J'ai l'habitude de vivre en permanence les yeux rivés sur le bois, dès que je passe devant une fenêtre, à l'est. C'est devenu un réflexe, presque un toc !
Je sais reconnaître si les feuilles sont bercées par le vent, chiffonnées par un oiseau, chamboulées par un écureuil. J'observe, je regarde, je scrute.
Il y a une semaine, il m'avait semblé distinguer une masse brunâtre à la lisière de notre terrain, là où j'avais déposé des pommes trop gâtées me disant qu'elles pourraient nourrir des bêtes.
Et bien, trois chevreuils s'étaient invités à goûter ce déjeuner offert de bon coeur.
En janvier, un joli couple était déjà passé au même endroit mais je n'avais pas eu la chance de l'observer aussi longtemps.
Ces trois là restèrent un petit moment. Un glouton et deux inquiets qui surveillaient en permanence du côté de la maison. J'avais l'impression qu'ils me regardaient derrière ma fenêtre et c'est à peine si j'osais bouger, respirer.

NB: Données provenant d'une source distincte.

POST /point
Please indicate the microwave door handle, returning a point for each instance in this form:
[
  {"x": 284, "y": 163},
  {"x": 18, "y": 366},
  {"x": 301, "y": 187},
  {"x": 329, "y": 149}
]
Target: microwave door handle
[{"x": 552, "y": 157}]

J'ai quand même réussi à les filmer en pleine mastication. Je ne voyais pas grand-chose, tellement ces animaux se confondaient avec la végétation. Contrairement aux humains, ils savent se camoufler, rester dans l'ombre. C'est pour eux une question de survie.
Quelques jours après, un autre chevreuil s'est approché, très méfiant. Il regardait à travers le grillage, sans toucher à la nourriture alors que j'avais remis de belles pommes et même une bassine d'eau.
Un autre l'a rejoint, pas plus intéressé que le premier par la nourriture, et ils ont vite fait demi-tour. J'ai pu vérifier en voyant leur arrière-train qu'il s'agissait bien de chevreuils et non de biches.
Avaient-ils senti une présence humaine dont ils ont bien raison de se méfier ?
Je suis sortie tout doucement mais cela les a fait fuir à vive allure avec beaucoup de majesté.
Cette galopade m'a fait comprendre que mes pommes étaient peut-être finalement un cadeau empoisonné. Habituer les chevreuils à venir, les apprivoiser, les rendraient plus vulnérables aux chasseurs.
Tout comme les écureuils, ils doivent rester sauvages et beaux, loin de nous, les hommes. Dans ce monde secret qui est le leur et dont je sais l'existence, à deux pas du mien.